Think about how complex your life is, how much stress you have, how hard your job is, how frustrating relatives can be, how many things are on your plate. Imagine having a roommate suddenly move in — one who doesn’t pay rent, who eats all your food, who keeps you up all night playing the hammered dulcimer. You become sluggish. Wasted. This roommate, he sucks away all your energy, and sometimes he even follows you around, sucker-punching you in the ribs. This roommate is the worst.

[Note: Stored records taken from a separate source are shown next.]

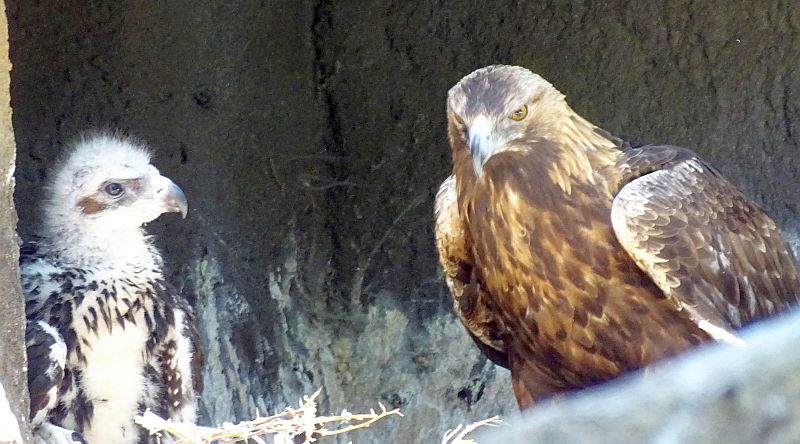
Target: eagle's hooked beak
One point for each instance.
(172, 198)
(480, 144)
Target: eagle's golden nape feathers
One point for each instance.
(576, 260)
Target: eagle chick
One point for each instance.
(108, 336)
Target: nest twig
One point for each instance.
(283, 427)
(459, 434)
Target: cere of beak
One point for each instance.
(480, 144)
(172, 198)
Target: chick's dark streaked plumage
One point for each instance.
(108, 336)
(573, 258)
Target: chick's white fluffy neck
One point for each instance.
(79, 246)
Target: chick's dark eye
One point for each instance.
(114, 189)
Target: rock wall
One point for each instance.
(13, 384)
(309, 137)
(723, 394)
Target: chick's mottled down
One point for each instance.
(108, 337)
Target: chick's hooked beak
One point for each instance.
(171, 197)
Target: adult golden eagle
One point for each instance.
(573, 258)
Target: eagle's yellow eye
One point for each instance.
(519, 114)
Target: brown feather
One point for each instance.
(568, 298)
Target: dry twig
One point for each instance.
(458, 435)
(302, 421)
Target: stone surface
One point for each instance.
(721, 395)
(9, 425)
(309, 137)
(13, 386)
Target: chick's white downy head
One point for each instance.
(103, 193)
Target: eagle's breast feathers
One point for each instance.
(591, 258)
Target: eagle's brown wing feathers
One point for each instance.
(710, 249)
(469, 299)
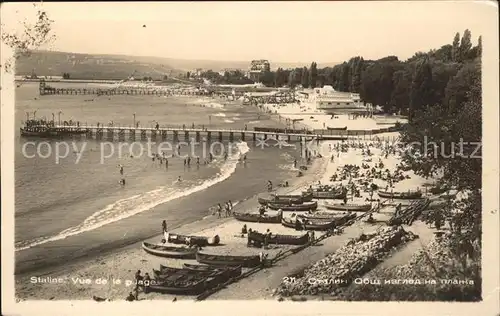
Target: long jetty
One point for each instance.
(182, 134)
(250, 96)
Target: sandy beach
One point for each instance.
(111, 277)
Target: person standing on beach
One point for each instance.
(138, 281)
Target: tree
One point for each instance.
(305, 78)
(479, 47)
(458, 88)
(421, 87)
(455, 48)
(400, 97)
(313, 74)
(465, 46)
(444, 53)
(32, 37)
(356, 77)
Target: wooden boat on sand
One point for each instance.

That’s what we’re dealing with on a daily basis. Our attention is split in half. One half is focused on our regular lives, our jobs, and our families. The other half is focused inward, caught in a storm of such great strength that it pulls the breath from our bodies. So if we seem distracted or forget what you’re talking about, that’s why.
Just be patient with us. We’ll be patient with you when and if the time comes, because we understand.